世に棲む音楽第4回「音楽におけるタテとヨコ – ヨコ軸(時間)編」:テーマについて

楽曲のテンポが四分音符=60ならば一拍の長さは1秒、八分音符の長さは0.5秒……そうやって時間を刻んでいる音楽の「ヨコ軸」をぎゅーっとピンチで拡大し、ミリ秒単位にしたら何が現れるか?逆に、俯瞰して百年単位にしたら何が見えるか……?

僕は普段から「時間もの」が好きで、ドイツの教育動画制作集団 Kurzgesagt が作っている、一秒から始まって宇宙の誕生から消滅までを一本の軸の伸び縮みで描いたヴィデオとか、地球の歴史を正確な比率で1時間に置き換えたものとか(つまり、1時間のうちのほとんどは画面に変化がなく、人類を見るのは59分待った後のほんの一瞬)、疲れて何もしたくない時など、繰り返し観ては涙している(まじで)。

また、今回のイベントに対して「ぎゅーっと」という表現が何度も頭に浮かんだが、これは高野文子さんのマンガ「奥村さんのお茄子」の影響だと後から思い出した。今とはまったく関係のないある日ある時の一瞬にも、今と同じだけの時間が流れているという、今回のトークのシメのようなテーマは、思えばこのマンガから得ているものだと思う。

そんな「時間好き」と「世に棲む音楽」の接点は……というと、下の図のようなことになるかもしれない。

ヨコ軸に時間をとり、タテ軸にさまざまな音楽要素 – 高さとか、強さとか、言葉の音とか – をとり、すべての音楽はこのグラフ上でおこるできごとなのだと考えてみる。心が踊ったり、悲しくなったり、つまらなかったり、またミュージシャンとして、ココをもうひとつ良くしてみようと苦労する時の「ココ」など、すべてはこのグラフ上にプロットされた点の集まりにすぎないということだ。例えば心が踊る曲の一部分をピンチで拡大してゆく。しかしどこにも「心が踊る」とラベルされた点は見つからない。それもそのはずで、音そのものには、充分に拡大してしまえば、意味はないからだ。

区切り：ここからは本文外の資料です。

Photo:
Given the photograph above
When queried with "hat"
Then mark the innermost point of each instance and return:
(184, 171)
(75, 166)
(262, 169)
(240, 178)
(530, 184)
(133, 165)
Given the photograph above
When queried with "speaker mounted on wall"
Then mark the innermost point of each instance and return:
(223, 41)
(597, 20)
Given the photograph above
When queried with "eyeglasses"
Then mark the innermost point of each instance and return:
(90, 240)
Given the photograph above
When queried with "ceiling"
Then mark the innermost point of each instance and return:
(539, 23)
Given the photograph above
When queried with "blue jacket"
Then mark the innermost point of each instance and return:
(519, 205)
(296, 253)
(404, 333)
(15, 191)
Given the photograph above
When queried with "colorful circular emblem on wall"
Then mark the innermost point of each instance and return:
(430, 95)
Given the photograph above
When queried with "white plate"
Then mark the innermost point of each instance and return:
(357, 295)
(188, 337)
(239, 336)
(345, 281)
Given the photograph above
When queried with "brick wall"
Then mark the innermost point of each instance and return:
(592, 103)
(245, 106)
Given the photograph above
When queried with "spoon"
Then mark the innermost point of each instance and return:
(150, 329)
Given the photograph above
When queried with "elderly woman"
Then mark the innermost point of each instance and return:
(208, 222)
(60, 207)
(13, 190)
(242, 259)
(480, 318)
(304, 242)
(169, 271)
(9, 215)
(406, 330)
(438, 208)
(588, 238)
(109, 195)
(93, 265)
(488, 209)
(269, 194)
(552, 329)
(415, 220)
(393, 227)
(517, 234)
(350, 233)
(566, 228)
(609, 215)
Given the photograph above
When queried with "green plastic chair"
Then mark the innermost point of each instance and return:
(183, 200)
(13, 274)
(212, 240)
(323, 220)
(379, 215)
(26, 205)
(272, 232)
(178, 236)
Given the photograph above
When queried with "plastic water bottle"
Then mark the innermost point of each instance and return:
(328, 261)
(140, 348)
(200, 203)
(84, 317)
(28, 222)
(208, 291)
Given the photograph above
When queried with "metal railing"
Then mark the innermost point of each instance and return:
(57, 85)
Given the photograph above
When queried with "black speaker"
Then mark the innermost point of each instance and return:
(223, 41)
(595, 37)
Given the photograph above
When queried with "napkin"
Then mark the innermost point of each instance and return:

なぜこの考えが頭に浮かんだかというと、我々(特にミュージシャン)は、「いい音楽はいい音」に宿っていると、とかく思いがちだから。そうではない。音楽を心躍ったり、悲しかったり……等々にし、意味をもたせるのは音そのものではなく、それを組み合わせ、形にする、人のはたらきだと僕は思っている。もちろんドラムの出だしの一音が「いいっすねー」というのはある。でもそれをその「音」で終わらせるか、それをタテとヨコの中に置いてみ(ようと努力す)るかとでは、次に生まれてくる音が違ってくるのではないかというのが、僕の音楽に対する考え方だ。

世の中にはそんな風に「音」からいちど意味をはぎ取った上で改めて考えようとしてきた人がいて、実験音楽とか電子音楽というのはそのための分野だと容易に想像がつくけど、それに限らず、ポップ音楽のアーティスト・演奏者・エンジニア達も、多かれ少なかれそういう仕事をしていると思う。問題は、ついつい「タテとヨコ」のことなど忘れて、作る側も評価する側も、精神論や技術論で話を終わらせがちなことで、意外とそんなこと気にしないお客さんの方が、正しく「タテとヨコ」を把握しているなどということも、ある。


今回のトークでは、まず前提として、いったい音楽を「タテとヨコ」で把握するってどういうことか、それと対になるやり方である「一本道」な把握法(今僕が勝手に命名した)との比較で考えてみます。
その上で、今回のテーマである「ヨコ軸編」に進み、通常の一拍、だいたい1秒 (1,000ミリ秒) から0.数秒 (数百ミリ秒) といった軸を次第にぎゅーっと拡大してみて、通常の演奏や音作りにはどのくらいの短さの時間まで関与しているのか、試してみます。我々が普段そこまでは関係ないと思っている意外な短さの時間が、その音楽にかなり影響しているということを表せたらと思っています。

次に時間軸を一気に俯瞰方向に(縮尺的には小さく)戻して、数十年単位にしてみます。ポピュラー音楽が成立したと言われている19世紀の後半から2026年の現在まで約150年。この幅の時間軸にいろいろな音楽をプロットしてみます。よく知っているようだけど意外な発見があるかもしれません。

トークゲストには Suzu Toyama さんをお迎えします。昨夏のイベントでご一緒した時、彼女の曲には良い時間、そして「意外な」時間が流れているな、と感じました。Suzu さんにはご自分の曲作りや歌をうたう中でどんなときに「時間」を感じるか、どんな音楽に「時間」を感じるか、聞いてみたいです。僕は今から99年前(初めは百年前と思ったのだけど、実は、1926年と1927年の間にずいぶん音楽は変わっていた)の音楽をかけてみます。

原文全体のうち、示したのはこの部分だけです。